A stipulation is “[a] voluntary agreement between opposing parties.” Black’s Law Dictionary 1455 (8th ed. 2004). See also Dinwiddie v. Syler, 230 Ark. 405, 323 S.W.2d 548 (1959). I do not believe that the State may be compelled to enter into an agreement with a criminal defendant.

An admission is an acknowledgment or concession of a fact that tends to prove guilt. People v. Zichko, 118 Cal. App. 4th 1055, 13 Cal. Rptr. 3d 509 (2004). In this case, Ferguson was willing to admit to the court that he was a convicted felon. The jury could have been instructed that Ferguson was a convicted felon, and that they were not to consider the issue.

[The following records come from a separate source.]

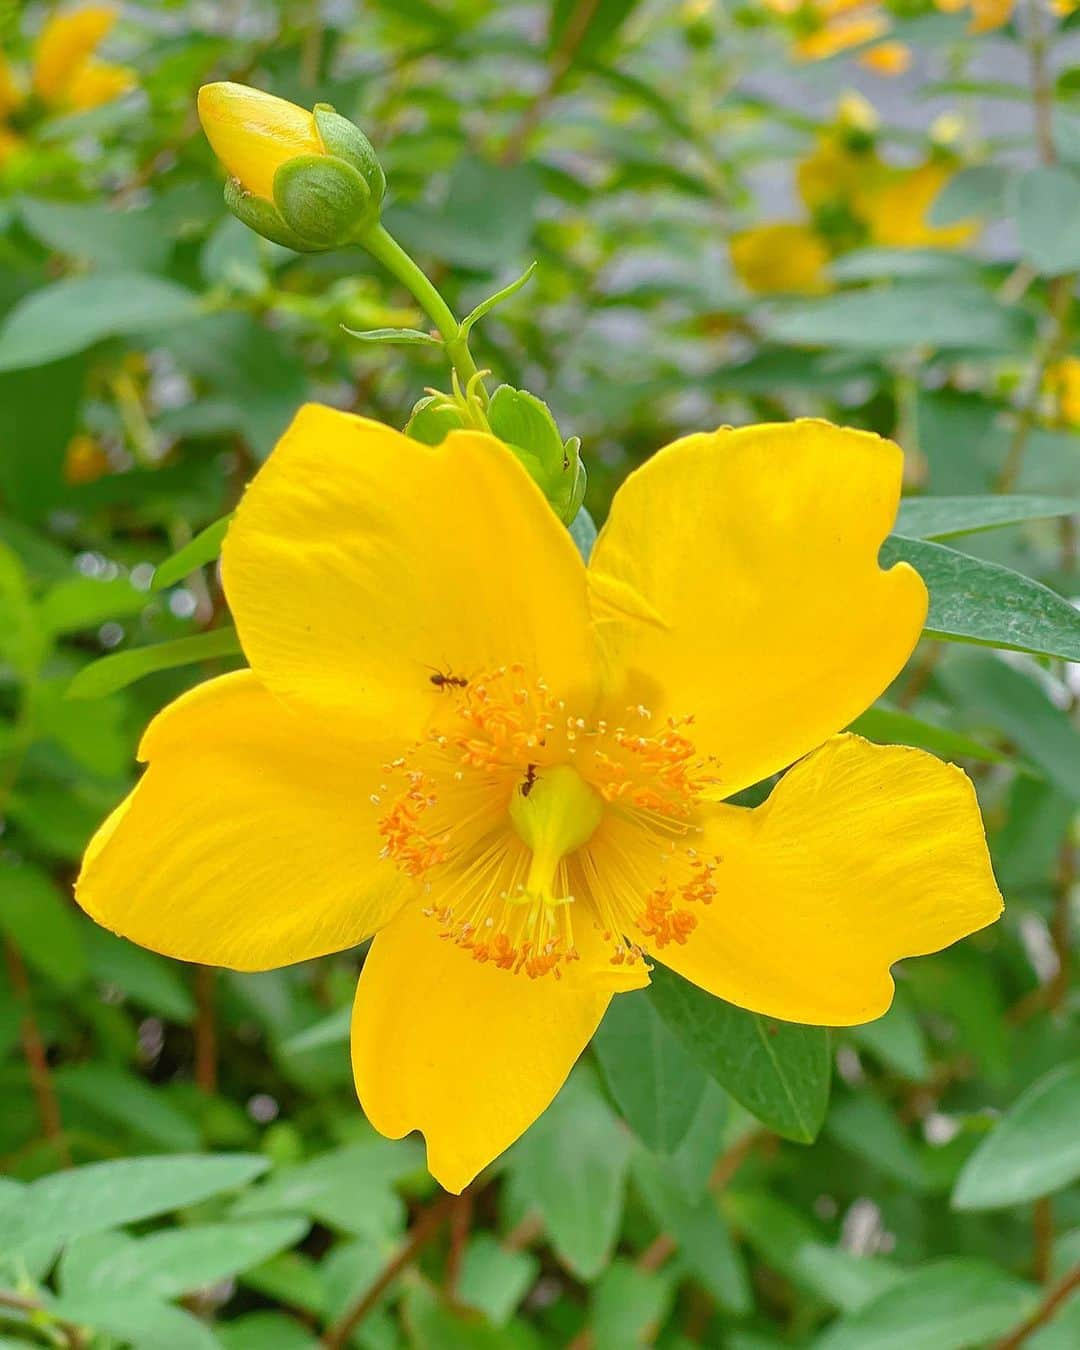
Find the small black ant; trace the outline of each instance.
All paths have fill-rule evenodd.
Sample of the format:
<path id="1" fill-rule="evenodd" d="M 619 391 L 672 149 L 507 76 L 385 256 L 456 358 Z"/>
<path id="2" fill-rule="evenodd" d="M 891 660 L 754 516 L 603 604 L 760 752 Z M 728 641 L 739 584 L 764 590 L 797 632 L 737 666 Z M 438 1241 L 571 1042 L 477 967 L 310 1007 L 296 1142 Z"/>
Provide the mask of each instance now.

An admission may be to a fact rather than to the crime and all its elements. In other words, an admission is not necessarily a confession that would justify conviction on the crime charged; rather, it goes to prove a fact that is necessary to prove guilt. State v. Litton, 161 S.W.3d 447 (Tenn. Ct. App. 2004). Further, a judicial admission is a formal declaration made in the course of judicial proceedings for the purpose of dispensing with proof of facts. People v. Backus, 952 P.2d 846 (Col. Ct. App. 1998). A judicial admission withdraws a particular fact from the realm of dispute. State v. McWilliams, 177 W. Va. 369, 352 S.E.2d 120 (1986); see also Kelly v. State, 623 S.W.2d 65 (Mo. Ct. App. 1981).

There is no doubt that as the State argues, it is entitled to prove its case as conclusively as it can. Jones v. State, 349 Ark. 331, 78 S.W.3d 104 (2002). However, what the State may use to obtain its conviction is obviously limited to relevant evidence. In this case, the crime requires proof that Ferguson has a prior felony conviction. The degree or nature of that conviction is only relevant to the jury in sentencing and should only be admitted in the sentencing phase. The judgment and commitment order certainly is proof of the prior conviction. However, it also contains evidence regarding the nature and severity of the prior felony that is not relevant to guilt. In this case, where the underlying felony is similar to the assaults being tried, the risk of prejudice is great. Redaction of irrelevant information on the judgment is not at issue in this case because redaction was not raised or argued. If the only evidence of the proper conviction were the judgment, an analysis under Ark. R. Evid. 403 might lean toward admission because it is the only probative evidence of the felony. However, if there is other evidence that only reveals to the jury in the guilt phase that the element of a prior felony is met, it is clearly preferable. Ferguson offered to admit to the court that he was a convicted felon. That provided the evidence that the State needed to prove its case. Old Chief v. U.S., 519 U.S. 172 (1997), and the case’s interpretation of the issue under Fed. R. Evid. 403 is consistent with this position that the evidence of the specifics of the underlying crime should not be admitted.

Combs v. State, 270 Ark. 496, 606 S.W.2d 61 (1980), is not controlling. First, it must be distinguished because it applies old law. Combs was decided before bifurcated trials were required. Combs does correctly note that the nature of the crime is relevant on sentencing, which it is, but that evidence now must come in during the sentencing phase. Ark. Code Ann. § 5-4-103 (Repl. 1997). I concur in the decision that this case must be reversed and remanded for a new trial.